呼吸を整える。頭の中で何度もイメージを描く。
最初の一撃。
すべては、ここからだ。
「行くぞ……!」
短剣を振り下ろした瞬間、スライムが予想外の速さで跳ねた。
刃が空を切る。
バランスを崩す。足がぬかるみにはまり、体勢が崩れた。
その瞬間、スライムが飛びかかってきた。
ぬるりとした冷たい感触が腕を包み――皮膚が、焼けた。
「っっっっああああああああああ!!!!!」
酸。
痛みで頭が真っ白になる。反射的に腕を振るが、スライムは離れない。
皮膚が煙を上げる。

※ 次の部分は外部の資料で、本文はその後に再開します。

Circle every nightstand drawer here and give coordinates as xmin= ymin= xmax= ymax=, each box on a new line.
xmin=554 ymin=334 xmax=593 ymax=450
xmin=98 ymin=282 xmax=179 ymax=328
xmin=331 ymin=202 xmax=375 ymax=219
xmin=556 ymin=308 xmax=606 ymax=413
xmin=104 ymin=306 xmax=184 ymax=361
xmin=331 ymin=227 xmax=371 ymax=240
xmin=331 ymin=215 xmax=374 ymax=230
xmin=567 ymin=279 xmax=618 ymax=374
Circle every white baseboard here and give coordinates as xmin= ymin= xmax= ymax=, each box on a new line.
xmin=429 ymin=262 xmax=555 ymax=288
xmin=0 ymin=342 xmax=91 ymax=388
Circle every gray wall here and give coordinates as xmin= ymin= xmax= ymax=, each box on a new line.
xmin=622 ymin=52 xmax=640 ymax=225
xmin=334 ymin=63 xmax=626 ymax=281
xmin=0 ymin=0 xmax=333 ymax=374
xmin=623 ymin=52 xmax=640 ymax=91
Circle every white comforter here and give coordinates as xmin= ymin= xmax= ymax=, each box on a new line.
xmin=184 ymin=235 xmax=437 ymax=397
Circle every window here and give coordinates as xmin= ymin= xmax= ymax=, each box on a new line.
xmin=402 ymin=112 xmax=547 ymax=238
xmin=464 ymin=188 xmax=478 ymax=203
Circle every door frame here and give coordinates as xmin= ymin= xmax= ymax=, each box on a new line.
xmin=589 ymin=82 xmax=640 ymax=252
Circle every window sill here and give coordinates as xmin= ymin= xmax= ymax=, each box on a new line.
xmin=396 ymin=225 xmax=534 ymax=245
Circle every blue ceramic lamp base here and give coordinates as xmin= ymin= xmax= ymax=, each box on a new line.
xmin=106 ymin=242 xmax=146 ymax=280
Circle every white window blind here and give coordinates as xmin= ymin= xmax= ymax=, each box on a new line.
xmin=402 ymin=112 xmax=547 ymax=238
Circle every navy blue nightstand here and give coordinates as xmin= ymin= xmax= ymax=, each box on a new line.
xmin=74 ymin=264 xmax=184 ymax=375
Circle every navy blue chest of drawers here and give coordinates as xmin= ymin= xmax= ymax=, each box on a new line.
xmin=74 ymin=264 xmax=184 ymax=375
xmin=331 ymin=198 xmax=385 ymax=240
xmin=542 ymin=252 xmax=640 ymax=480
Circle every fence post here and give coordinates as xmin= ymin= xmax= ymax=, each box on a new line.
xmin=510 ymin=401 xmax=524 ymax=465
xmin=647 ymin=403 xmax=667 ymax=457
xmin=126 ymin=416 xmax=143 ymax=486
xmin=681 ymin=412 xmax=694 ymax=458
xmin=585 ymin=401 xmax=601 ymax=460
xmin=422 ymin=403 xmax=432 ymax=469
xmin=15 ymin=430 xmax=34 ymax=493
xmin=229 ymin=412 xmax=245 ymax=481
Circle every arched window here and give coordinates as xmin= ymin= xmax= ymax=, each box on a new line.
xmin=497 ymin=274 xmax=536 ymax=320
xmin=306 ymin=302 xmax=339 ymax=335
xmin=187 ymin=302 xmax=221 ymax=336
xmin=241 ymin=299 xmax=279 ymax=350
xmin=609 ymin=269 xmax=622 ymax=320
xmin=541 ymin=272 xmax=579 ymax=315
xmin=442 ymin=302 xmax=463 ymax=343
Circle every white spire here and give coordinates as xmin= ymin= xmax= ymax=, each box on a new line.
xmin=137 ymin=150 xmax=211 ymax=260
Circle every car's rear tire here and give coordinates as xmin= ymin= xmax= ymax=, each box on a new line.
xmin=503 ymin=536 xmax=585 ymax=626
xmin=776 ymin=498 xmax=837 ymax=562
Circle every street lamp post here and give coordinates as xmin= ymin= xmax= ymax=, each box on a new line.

マジでヤバい。
「落ち着け……落ち着け俺……!」
パニックになりかけた瞬間、頭の中に淡い光が走った。
【対象:スライム/スキル《体液分泌》検知】
【比較中……】
【あなたの能力値は対象と同等以上です】
「……っ、コピー!」
【《体液分泌》を模写しました/効果時間600秒】
体が一瞬、冷たく光る。
直後、スライムの表面がぴたりと動きを止めた。
次の瞬間、俺の腕からじゅるりと同じ液体が滲み出し、スライムを覆う。
スライムが悲鳴のような泡を上げて、溶けて消えた。
……今、俺の酸で、酸を溶かしたのか?
痛みと吐き気で足が震える。
でも、倒した。
ひとりで、倒した。
「っは、はは……やった……!」
笑いが漏れた。涙が混じった。
右腕はズタズタで、痛みは地獄。でも、心の奥で確かに“何か”が動いていた。
“最弱”が、生きて帰る。
その事実が、どんな薬より効いた。
* * *
ギルドに戻ると、ガロンがちょうど出入り口で煙草をふかしていた。
「お、戻ったか。……死ななかったか」
「はい……でも腕、少し……」
「少し? 炭になりかけてんじゃねえか。ま、スライム倒せたなら上出来だ」
ガロンは笑って、俺の頭を軽く叩いた。
「見ろ、これが“生きる”ってことだ。いいか蓮。ギルドの掟は簡単だ。“誰も信じるな、けど見捨てるな”。それだけ守ってりゃ死なねえ」
「……覚えます」
「そうしろ。お前、気に入った。明日から俺のパーティの下働きだ。掃除、荷物、雑用、なんでもやれ」
「えっ、いいんですか?」
「いいも悪いもねえ。お前、借金あるだろ? 働いて返せ」
ガロンの笑顔は荒くて、でも不思議と温かかった。
ギルドの喧騒が、遠くで響く。
冒険者たちの笑い声、剣の音、酒の匂い。
ああ、これが、俺の新しい世界か。
シエラが隣のベッドでうっすらと目を開け、かすれた声で言った。
「……おかえり、蓮」
「ただいま」
その一言で、すべての痛みが報われた気がした。
俺の“十分”は、まだ始まったばかりだ。